Take the most recent sPvP ESL Pro League-run tournament. Among rampant community complaints that the matchup system for ranked play is not balanced, the ESL was under fire for purportedly incorrectly calling a tournament match in favor of a player associated with the ESL admin calling the match. It was brought to the community’s attention via Reddit, by user yarpoo in which he details the match in which the incorrect call was made.
Florian Schiekel, Senior Community Manager for ESL Gaming, eventually responded to the post, stating that after review, “the fault was on our side. There was no clear rule set on how a draw is handled nor was the decision taken according to our rules. This will change for the future as it only makes sense to run a tournament, if there is a clear rule book which covers the normal cases.“
However, it remains to be seen if this particular situation will be rectified or any real steps will be taken to ensure matches are called correctly and without any appearance of favoritism, as the Guild Wars 2 professional sPvP community is small and intertwined with the ESL Gaming community.
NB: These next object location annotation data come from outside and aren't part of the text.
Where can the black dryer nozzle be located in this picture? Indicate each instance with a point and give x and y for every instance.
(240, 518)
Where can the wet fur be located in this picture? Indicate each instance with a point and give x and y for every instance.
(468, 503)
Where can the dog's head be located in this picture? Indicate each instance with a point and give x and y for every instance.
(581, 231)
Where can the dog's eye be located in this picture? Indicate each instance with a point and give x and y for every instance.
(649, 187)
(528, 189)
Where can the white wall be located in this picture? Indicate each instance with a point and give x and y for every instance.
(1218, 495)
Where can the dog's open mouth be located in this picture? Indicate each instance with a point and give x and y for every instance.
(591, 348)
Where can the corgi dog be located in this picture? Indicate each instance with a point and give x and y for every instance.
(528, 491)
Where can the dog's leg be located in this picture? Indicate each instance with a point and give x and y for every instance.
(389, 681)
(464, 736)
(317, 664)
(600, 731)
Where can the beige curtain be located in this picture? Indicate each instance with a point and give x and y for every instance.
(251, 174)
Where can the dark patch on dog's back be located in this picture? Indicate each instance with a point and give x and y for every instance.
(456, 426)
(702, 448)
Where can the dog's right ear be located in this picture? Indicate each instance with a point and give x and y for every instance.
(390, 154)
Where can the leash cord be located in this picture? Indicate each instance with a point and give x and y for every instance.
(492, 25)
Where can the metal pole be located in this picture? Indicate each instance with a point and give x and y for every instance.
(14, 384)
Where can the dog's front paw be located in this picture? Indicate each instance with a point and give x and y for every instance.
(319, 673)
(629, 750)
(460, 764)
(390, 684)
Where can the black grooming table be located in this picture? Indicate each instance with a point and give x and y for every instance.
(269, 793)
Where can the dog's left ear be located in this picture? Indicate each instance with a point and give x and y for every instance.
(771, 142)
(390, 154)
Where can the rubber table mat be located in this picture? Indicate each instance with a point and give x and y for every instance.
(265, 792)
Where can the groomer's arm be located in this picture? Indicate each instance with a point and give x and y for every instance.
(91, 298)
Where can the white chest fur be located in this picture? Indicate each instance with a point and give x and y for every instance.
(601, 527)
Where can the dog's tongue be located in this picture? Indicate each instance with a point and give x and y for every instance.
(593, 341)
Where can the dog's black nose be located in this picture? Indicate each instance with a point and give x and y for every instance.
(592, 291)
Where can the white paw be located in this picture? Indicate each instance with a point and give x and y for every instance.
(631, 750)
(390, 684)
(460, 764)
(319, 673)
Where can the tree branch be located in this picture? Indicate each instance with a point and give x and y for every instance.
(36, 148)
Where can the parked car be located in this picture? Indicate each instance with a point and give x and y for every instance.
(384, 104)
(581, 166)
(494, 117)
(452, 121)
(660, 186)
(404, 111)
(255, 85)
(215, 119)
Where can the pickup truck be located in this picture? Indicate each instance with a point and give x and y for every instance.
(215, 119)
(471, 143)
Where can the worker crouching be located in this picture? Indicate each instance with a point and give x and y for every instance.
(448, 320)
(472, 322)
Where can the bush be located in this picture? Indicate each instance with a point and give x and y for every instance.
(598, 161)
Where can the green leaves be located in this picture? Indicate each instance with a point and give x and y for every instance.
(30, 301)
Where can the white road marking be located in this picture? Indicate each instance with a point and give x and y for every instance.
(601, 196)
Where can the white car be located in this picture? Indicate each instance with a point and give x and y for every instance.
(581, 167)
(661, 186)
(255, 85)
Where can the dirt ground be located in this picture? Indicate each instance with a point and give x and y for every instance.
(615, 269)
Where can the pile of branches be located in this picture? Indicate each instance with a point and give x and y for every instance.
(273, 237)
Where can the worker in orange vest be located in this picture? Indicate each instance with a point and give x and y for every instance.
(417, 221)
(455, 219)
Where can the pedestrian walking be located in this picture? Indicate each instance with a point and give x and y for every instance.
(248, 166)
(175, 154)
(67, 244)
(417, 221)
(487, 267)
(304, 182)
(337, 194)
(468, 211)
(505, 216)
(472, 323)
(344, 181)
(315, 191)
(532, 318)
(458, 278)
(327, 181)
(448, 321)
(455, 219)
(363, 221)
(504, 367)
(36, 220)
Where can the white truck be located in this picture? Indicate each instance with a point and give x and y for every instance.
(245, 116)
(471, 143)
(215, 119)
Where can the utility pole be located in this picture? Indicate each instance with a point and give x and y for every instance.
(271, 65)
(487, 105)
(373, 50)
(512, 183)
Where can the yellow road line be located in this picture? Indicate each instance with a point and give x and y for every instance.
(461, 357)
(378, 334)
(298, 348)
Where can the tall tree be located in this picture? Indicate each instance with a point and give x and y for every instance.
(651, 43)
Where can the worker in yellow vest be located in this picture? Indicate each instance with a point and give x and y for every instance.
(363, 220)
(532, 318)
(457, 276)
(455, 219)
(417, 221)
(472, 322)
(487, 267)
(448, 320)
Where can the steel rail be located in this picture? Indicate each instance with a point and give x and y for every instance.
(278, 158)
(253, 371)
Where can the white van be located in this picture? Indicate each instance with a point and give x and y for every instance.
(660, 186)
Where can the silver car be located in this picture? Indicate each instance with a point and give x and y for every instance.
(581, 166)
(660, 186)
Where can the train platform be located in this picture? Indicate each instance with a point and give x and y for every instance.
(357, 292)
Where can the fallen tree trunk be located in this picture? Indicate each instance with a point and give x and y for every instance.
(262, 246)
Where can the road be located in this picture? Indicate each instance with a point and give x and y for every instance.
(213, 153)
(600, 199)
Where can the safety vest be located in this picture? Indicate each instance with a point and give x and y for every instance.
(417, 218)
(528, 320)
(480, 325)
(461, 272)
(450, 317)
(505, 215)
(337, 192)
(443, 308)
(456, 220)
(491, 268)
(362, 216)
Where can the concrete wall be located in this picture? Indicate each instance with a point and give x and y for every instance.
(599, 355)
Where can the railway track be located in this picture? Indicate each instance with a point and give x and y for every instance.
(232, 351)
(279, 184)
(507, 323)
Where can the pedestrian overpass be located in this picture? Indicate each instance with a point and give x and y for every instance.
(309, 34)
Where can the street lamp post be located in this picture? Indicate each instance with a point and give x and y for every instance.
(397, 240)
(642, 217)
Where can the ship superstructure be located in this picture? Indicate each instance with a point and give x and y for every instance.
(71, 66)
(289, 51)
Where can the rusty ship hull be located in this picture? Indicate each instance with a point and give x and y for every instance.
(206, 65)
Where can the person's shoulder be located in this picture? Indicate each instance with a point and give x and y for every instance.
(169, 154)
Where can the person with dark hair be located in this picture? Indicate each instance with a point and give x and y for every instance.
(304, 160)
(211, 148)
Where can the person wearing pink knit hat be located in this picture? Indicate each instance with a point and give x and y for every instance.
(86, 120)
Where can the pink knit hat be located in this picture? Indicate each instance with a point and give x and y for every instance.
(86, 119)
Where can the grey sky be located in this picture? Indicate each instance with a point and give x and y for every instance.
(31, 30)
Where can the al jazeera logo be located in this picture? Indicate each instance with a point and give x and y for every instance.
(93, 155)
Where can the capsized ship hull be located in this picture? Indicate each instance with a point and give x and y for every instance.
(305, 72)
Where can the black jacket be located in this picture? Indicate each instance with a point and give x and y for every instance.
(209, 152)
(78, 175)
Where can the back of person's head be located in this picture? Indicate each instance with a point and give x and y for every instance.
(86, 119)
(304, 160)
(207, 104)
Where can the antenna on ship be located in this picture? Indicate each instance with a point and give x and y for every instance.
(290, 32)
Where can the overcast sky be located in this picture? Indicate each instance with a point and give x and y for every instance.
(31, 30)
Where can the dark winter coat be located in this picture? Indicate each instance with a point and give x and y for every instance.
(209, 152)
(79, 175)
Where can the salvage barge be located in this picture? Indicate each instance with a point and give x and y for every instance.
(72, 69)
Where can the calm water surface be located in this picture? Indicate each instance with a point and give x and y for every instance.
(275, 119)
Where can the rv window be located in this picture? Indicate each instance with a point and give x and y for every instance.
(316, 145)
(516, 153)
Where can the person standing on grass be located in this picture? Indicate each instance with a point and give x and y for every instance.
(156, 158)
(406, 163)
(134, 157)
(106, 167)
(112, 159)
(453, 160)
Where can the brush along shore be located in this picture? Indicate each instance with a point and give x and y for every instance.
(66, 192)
During the sPvP league season this past January, tournament participants were not alerted to the need to download and install an anti-cheat program called ESL Wire until less than 7 hours before the tournament was set to begin. Usually the tournament participants are given ample time before to prepare, but this was not so in this particular case. Additionally, the ESL Wire software was not compatible with some Windows 8 users, causing more technical problems for participants prior to the tournament match.
Although it cannot be confirmed, the Reddit user SpectralDagger claims that ESL Gaming’s tournament administrators told him and other participants that it “seems like it’s a technical issue on the player’s end. Teams were given a lot of notice to prepare and have this program installed and running.” Less than 7 hours is not ample time to prepare because, as Reddit user SpectralDagger pointed out, many participants were at work or school when the ESL Wire software was made available to the participants.
It was also reported that some participants were unable to run Guild Wars 2 with the ESL Wire program because it caused their game client to repeatedly crash, not allowing them to participate. In one instance, a team’s backup had to be called in due to technical difficulties with the software. This, at the minimum, significantly calls into question ESL Pro Gaming’s ability to run a Guild Wars 2 professional sPvP tournament effectively, efficiently, and–most importantly–ethically.
If ArenaNet cannot establish a professional working relationship with ESL to ensure the legitimacy of their sPvP tournaments and the questioning of ESL Pro Gaming’s practices in Guild Wars 2 tournaments continues, the sPvP community may turn to other outlets to satiate their competitive eSports needs.